スリムのデニムパンツにサスペンダー、ドクターマーチンの編み上げブーツ、アウターはMA-1を着ている人が多い。またフレッドペリーのポロシャツを着ている人も。
グランドスラムを達成したフレッドペリーは労働者階級の出身のテニスの選手で、上流階級のスポーツだったテニスの世界に成り上がった人物ということで、「ワーキングクラス・ヒーロー」的な存在だったのだろう、と。
「オレもフレッドペリーのポロシャツ、何枚か持ってますけどね」
次は、Angelic Upstarts の「I'm An Upstart 俺は成り上がり者」(1979年、2ndシングル/1979年、1stアルバム『Teenage warning 横っ面に一撃』)。
ドラムが特にドタバタしていて、「最初に聴いたときは演奏が下手だなと思った」そうだ。
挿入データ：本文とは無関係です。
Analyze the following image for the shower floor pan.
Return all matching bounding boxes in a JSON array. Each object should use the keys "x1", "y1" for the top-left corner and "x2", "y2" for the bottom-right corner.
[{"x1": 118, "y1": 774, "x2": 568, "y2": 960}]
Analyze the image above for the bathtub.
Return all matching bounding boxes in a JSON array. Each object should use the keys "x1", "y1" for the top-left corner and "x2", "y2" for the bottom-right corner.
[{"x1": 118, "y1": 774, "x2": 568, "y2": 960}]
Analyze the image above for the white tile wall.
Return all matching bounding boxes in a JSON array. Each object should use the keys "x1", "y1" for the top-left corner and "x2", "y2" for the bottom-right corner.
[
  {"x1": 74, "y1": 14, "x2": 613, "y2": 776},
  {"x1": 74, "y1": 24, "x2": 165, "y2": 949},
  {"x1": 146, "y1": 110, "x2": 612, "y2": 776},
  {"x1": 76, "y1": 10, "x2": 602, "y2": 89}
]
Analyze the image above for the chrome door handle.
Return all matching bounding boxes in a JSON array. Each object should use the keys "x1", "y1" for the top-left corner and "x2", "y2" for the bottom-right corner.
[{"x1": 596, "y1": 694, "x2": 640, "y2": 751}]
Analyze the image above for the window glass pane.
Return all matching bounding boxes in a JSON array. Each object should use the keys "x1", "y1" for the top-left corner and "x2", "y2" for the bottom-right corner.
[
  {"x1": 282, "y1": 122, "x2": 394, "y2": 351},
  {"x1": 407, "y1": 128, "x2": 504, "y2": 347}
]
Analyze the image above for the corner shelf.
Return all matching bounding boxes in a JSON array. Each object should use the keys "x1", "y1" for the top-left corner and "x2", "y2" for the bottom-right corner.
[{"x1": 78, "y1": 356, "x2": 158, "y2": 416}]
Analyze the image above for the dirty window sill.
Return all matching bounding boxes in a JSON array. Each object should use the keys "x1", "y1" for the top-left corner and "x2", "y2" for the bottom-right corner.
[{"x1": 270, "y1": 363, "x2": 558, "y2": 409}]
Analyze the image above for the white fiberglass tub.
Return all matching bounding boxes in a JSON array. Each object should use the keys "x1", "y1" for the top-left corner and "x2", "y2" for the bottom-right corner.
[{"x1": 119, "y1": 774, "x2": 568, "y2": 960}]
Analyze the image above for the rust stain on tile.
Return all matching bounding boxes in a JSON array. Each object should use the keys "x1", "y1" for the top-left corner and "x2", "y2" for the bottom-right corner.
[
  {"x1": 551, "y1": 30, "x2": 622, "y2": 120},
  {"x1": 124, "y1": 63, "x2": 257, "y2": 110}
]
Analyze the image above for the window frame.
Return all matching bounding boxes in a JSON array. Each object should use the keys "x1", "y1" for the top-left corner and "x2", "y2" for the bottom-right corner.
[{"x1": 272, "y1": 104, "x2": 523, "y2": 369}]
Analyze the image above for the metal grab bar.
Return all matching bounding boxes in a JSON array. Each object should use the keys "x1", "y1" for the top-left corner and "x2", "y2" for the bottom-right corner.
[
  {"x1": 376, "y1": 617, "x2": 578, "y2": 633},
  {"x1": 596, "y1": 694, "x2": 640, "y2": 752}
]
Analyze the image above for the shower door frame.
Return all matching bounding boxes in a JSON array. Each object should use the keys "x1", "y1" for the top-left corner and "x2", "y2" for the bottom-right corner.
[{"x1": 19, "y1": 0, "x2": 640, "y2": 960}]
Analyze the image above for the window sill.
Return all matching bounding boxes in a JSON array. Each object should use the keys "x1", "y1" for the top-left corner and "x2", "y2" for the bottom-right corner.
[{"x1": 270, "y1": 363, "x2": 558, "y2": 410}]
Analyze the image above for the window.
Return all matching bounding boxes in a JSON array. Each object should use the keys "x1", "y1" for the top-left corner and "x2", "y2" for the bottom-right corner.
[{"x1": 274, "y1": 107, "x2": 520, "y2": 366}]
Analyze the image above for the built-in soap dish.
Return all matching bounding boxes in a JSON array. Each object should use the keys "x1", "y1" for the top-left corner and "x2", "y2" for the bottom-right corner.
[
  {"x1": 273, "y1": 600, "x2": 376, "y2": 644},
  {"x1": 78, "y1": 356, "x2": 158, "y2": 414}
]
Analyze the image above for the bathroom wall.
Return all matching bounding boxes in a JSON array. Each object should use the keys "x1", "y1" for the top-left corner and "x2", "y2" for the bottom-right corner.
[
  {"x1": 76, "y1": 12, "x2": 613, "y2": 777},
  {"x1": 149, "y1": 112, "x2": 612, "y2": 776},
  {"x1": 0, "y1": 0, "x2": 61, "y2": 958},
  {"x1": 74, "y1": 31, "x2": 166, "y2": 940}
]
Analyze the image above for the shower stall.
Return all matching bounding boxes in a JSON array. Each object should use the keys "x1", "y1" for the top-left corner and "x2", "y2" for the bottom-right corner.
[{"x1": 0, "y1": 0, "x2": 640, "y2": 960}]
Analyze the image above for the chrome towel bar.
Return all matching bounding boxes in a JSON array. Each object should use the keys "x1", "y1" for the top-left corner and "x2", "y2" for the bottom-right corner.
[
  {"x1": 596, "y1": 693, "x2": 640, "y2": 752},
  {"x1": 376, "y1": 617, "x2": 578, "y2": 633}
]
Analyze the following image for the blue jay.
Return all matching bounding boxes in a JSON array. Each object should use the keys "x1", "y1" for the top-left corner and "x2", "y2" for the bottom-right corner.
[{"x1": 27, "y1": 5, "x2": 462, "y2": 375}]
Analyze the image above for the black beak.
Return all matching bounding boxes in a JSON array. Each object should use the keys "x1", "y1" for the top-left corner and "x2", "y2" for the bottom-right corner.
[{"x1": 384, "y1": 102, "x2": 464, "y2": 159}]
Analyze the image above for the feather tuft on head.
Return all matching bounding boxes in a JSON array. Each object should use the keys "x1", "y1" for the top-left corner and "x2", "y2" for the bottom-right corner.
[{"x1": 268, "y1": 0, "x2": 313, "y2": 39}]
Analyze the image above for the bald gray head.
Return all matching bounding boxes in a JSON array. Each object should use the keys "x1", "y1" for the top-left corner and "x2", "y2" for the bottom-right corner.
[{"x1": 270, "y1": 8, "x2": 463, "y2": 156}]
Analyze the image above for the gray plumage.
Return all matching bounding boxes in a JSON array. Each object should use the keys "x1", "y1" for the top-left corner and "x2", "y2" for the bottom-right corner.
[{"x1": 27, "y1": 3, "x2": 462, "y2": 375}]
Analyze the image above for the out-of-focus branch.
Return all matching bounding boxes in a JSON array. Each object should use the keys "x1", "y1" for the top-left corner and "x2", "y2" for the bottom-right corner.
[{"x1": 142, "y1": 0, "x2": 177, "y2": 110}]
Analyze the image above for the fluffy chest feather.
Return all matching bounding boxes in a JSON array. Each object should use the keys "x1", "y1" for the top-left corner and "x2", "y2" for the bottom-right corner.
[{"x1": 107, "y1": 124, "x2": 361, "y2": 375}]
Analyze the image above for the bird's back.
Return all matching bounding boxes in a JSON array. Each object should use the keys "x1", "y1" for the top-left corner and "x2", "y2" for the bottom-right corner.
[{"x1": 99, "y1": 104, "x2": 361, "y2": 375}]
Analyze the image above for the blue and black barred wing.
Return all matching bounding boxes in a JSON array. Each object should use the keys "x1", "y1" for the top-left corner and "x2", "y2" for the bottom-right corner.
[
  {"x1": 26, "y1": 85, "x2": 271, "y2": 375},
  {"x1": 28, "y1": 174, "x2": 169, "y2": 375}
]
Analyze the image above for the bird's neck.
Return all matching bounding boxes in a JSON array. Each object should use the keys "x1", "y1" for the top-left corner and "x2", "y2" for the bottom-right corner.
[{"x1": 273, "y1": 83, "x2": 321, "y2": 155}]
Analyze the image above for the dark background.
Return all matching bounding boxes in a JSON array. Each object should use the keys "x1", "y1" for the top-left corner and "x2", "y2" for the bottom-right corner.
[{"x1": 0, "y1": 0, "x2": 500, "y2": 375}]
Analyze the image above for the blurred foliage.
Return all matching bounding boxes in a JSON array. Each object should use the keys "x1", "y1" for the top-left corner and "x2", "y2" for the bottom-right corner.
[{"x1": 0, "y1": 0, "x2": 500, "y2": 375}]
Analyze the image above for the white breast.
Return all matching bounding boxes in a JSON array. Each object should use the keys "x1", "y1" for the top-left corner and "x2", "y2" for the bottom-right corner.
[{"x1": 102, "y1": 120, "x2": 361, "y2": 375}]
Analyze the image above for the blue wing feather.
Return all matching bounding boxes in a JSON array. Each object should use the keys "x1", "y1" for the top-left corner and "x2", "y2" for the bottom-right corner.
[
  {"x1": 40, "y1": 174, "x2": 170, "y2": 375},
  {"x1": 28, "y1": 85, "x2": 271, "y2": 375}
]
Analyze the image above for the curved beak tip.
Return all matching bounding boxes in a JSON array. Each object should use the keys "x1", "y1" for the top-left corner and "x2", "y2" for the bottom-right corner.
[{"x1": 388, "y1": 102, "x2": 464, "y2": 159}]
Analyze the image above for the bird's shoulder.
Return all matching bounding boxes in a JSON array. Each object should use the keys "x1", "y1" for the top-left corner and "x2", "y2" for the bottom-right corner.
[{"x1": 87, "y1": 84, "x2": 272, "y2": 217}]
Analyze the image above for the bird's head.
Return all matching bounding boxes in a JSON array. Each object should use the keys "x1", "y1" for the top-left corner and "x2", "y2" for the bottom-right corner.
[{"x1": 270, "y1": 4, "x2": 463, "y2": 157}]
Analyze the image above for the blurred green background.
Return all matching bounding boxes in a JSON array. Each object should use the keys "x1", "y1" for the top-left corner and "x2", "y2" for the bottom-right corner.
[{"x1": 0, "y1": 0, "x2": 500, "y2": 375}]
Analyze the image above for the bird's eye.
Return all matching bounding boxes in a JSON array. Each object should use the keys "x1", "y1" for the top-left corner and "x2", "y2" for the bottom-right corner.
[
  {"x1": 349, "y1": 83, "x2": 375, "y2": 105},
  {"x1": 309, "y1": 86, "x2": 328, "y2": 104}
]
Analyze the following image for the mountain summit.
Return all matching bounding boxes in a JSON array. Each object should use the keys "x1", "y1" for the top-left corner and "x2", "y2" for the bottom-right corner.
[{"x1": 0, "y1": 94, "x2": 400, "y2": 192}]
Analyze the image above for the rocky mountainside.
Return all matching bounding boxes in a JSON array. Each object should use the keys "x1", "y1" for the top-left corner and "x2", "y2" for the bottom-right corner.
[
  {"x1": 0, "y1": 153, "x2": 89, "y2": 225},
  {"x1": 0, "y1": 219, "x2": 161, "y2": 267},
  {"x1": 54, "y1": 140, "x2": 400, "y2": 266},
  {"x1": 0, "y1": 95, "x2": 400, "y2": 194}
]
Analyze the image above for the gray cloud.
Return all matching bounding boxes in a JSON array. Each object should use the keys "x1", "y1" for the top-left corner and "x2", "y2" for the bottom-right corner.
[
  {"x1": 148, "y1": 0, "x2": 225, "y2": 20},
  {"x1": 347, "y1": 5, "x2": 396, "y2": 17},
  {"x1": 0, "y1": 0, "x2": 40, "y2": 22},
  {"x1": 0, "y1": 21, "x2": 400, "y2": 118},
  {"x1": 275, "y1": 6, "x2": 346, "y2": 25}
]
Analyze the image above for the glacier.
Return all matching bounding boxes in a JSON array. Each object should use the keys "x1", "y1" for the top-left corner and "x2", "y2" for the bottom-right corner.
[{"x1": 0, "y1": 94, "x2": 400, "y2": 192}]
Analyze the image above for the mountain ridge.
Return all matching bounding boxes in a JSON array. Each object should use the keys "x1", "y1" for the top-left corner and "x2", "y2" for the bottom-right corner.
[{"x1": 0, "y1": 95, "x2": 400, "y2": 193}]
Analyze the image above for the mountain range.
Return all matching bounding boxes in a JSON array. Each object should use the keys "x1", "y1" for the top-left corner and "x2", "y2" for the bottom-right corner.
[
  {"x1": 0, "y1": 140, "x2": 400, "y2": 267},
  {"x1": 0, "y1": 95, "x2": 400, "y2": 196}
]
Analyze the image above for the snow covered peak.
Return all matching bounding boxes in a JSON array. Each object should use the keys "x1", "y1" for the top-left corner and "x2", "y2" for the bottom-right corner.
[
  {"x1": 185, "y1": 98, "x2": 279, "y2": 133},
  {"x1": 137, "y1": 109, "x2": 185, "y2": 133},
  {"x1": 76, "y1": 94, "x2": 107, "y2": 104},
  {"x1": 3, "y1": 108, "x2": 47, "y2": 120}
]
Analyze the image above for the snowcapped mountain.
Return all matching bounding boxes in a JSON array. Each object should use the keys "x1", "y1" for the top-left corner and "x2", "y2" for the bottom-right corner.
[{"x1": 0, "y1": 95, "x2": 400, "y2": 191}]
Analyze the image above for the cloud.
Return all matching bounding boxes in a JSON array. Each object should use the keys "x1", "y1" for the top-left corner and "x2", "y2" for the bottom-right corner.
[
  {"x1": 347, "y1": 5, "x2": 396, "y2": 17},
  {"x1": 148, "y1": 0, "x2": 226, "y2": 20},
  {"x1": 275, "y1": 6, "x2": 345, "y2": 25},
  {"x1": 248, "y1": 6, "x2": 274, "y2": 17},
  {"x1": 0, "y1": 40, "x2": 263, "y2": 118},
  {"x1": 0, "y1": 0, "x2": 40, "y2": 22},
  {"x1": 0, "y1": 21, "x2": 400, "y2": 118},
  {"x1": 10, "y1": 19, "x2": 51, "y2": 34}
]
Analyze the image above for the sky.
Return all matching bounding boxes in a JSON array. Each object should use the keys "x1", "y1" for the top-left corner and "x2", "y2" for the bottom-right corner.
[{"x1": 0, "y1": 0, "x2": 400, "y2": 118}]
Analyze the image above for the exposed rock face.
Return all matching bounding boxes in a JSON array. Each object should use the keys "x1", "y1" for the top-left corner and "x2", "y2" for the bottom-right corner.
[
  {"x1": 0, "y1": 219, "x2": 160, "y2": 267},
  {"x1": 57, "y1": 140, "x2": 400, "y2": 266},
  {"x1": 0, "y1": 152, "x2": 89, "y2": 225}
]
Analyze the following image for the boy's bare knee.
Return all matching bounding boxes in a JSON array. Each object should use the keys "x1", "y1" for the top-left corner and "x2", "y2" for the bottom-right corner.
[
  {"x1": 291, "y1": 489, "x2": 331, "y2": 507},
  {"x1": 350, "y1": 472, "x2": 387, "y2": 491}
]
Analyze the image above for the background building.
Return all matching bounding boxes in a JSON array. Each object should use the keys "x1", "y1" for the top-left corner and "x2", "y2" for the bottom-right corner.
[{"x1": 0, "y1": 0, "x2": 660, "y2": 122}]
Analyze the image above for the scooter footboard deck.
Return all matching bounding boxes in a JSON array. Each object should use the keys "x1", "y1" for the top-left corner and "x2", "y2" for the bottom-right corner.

なので、草野くんは当時、Sham 69やCockney Rejects ほどは聴かなかった。
でも最近サブスクで聴き直したら、「これはこれでむき出しのパワーいうかエネルギーが伝わってきて、ロックってこれだよな、と見直したりもしている」。
メッセージコーナー。
小さいころに野球観戦に行って、「ホームランボールにおなかを一撃された」リスナーさん(すごい!)
「いつかスピッツのライブで、メンバーの投げたピックがおなかを一撃しないかなあ(笑)」
草野くん、こらえきれずに笑いながら、「それより、おなかに当たって大丈夫だったんですかねえ」。
「想像しただけで・・・こわっ。だってホームランのボールでしょ? でも大丈夫だったんだよね、こうやってメッセージくださるくらいですから」
(そうですよねえ)
草野くんの経験談。以前に観戦していたとき、近くにいた人の顎にファウルボールが当たって、その人は血を流しながら救護室に運ばれていった。だけど、しばらくしたらタオルで顎を抑えながら観戦していたので、「意外に大丈夫だったみたいです」。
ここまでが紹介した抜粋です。